Of courses, our present universe is filled with mysteries beyond our grasp, so the idea of “zillions of different universes” is pure speculation; “science fiction” one might even argue.
Whatever the supposed theoretical evidence for all these other universes, the whole idea is, really, an attempt to nullify the obvious design and purpose that shriek out of every nook and cranny of creation. From the delicate balance of forces that hold quarks in place, to the curvature of space-time that spins galaxies across the cosmos, and everything in between, such as life on earth in its astonishing beauty, function and complexity—it all sure appears and functions as if designed but we are assured by thousands of scientists that this obvious appearance and function of design are, really, an illusion.
With all due respect, the apostle Paul warned about those who, having evidence from the creation of God’s existence and power, denied it, anyway. “For since the creation of the world God’s invisible qualities—his eternal power and divine nature—have been clearly seen, being understood from what has been made, so that men are without excuse” (Romans 1:20). I’m not sure what they used to deny Him back then; today, the zillions of universe idea seems to be working just fine, thank you (even though it’s Paul, not I, who said that “men are without excuse”).

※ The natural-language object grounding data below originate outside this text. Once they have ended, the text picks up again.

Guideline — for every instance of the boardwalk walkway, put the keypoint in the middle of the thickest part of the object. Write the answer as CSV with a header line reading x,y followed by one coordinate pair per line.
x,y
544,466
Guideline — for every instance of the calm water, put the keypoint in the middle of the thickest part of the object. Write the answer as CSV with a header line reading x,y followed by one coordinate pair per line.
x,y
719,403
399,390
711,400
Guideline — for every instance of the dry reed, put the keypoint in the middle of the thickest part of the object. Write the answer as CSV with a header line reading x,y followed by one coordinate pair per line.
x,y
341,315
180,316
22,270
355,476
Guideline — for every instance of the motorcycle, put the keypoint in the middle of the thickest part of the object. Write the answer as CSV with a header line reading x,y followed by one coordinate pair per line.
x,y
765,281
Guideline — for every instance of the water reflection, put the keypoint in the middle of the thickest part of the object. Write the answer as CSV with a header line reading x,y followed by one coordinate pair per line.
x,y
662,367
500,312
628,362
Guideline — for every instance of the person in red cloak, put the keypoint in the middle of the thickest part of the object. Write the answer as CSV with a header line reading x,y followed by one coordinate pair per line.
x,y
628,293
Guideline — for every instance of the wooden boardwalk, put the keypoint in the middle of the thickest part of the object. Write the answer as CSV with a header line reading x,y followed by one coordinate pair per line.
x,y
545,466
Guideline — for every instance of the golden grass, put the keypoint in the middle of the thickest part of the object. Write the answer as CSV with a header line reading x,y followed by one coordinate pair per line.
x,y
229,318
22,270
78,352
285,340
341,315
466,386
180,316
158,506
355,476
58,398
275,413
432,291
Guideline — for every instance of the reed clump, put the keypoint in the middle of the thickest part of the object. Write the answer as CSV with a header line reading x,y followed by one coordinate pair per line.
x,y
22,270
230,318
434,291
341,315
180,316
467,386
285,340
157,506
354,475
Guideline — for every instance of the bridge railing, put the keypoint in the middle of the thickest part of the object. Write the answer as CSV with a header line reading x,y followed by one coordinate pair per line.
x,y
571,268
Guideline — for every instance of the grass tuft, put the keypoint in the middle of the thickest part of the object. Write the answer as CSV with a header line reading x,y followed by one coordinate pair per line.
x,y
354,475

Also, even if accepting zillions of universes, might not one humbly ask: Where did these zillions of universes come from?
At times Dr. Lightman seems to doubt his own atheist tradition, writing, “Despite all the richness of the physical world—the majestic architecture of atoms, the rhythm of the tides, the luminescence of the galaxies—nature is missing something even more exquisite and grand: some immortal substance, which lies hidden from view. Such exquisite stuff could not be made from matter, because all matter is slave to the second law of thermodynamics. Perhaps this immortal thing that we wish for exists beyond time and space. Perhaps it is God. Perhaps it is what made the universe.”